Geordie dads are men of few words. Mine is no exception. This generally works in their favour as you tend to remember the things they say when they do decide to speak. Like when you are sat with your extended family and they are marvelling at your recovery from the outside. Because it does seem pretty impressive. Fully functioning body. Getting to paid to be on the telly. Wearing pretty dresses. Living hundreds of miles from where all the poorliness took place. Yes I was definitely back to my old self. I was definitely fine now.
Except my dad seemed to disagree. And as he turned to me with those four words I knew I was rumbled. Luckily these four words clearly also took him out of Geordie-dad-comfort-zone and threatened to make a flagrant orator out of him, so he retreated back to the status quo and let the Geordie women do the talking. Probably for the rest of that year.
You are not fine.
You cannot go from being totally dependant on other people for every aspect of your life, to standing on your own two feet, without making sure you can do absolutely everything for yourself and by yourself. Everything. No exceptions. It's the only way to feel safe again that I've ever found. Some things come easily, others are scary as f*ck. It also takes a long time to complete this list of things that you relied on other people for, some things take years.

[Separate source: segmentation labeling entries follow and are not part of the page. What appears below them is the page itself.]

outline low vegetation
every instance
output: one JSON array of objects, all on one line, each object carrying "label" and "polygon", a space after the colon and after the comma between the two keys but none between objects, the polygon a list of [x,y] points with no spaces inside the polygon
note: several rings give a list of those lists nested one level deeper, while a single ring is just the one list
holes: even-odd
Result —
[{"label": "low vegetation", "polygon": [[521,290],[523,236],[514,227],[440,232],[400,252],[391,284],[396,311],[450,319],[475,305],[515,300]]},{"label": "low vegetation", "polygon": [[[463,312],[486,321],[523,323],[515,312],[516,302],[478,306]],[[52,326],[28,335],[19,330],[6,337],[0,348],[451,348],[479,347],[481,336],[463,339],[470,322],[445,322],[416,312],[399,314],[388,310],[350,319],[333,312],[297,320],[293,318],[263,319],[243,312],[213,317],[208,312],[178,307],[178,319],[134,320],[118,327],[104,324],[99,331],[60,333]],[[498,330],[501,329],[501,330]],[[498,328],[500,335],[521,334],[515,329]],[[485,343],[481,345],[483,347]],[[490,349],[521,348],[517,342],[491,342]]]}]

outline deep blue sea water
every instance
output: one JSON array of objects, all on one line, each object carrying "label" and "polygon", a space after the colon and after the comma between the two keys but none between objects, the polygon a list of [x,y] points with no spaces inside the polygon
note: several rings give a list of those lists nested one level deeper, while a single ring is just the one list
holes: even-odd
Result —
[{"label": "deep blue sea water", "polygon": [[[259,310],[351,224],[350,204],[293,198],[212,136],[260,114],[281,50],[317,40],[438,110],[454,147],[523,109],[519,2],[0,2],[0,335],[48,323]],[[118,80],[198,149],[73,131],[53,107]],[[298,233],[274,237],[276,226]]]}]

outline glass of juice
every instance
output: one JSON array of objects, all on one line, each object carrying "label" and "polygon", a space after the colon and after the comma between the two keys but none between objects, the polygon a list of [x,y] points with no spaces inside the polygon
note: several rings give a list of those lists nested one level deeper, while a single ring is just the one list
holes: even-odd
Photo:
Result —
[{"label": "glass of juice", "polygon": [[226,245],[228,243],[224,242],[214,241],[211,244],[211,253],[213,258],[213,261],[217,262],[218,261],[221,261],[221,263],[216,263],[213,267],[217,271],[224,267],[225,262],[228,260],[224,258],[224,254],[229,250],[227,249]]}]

In my case it took so long I completely forgot how to let people back in.
It was so puzzling to me. When are you supposed to ask for help? Which stuff should I be able to do on my own? What are you not supposed to attempt by yourself? I couldn't figure out the answers, so I decided everything was my responsibility to take care of. I never asked for help or guidance. If it was offered I pushed it away very firmly.
I had no trouble giving help. That was never a problem. And I did really enjoy people. I just became incredibly adept at liking them on a surface level. Maybe for an hour or so at a time. I learned there's not a lot that people go into in an hour, but after that I just wanted them to go away. Leave me alone. Let me get on with it. Please.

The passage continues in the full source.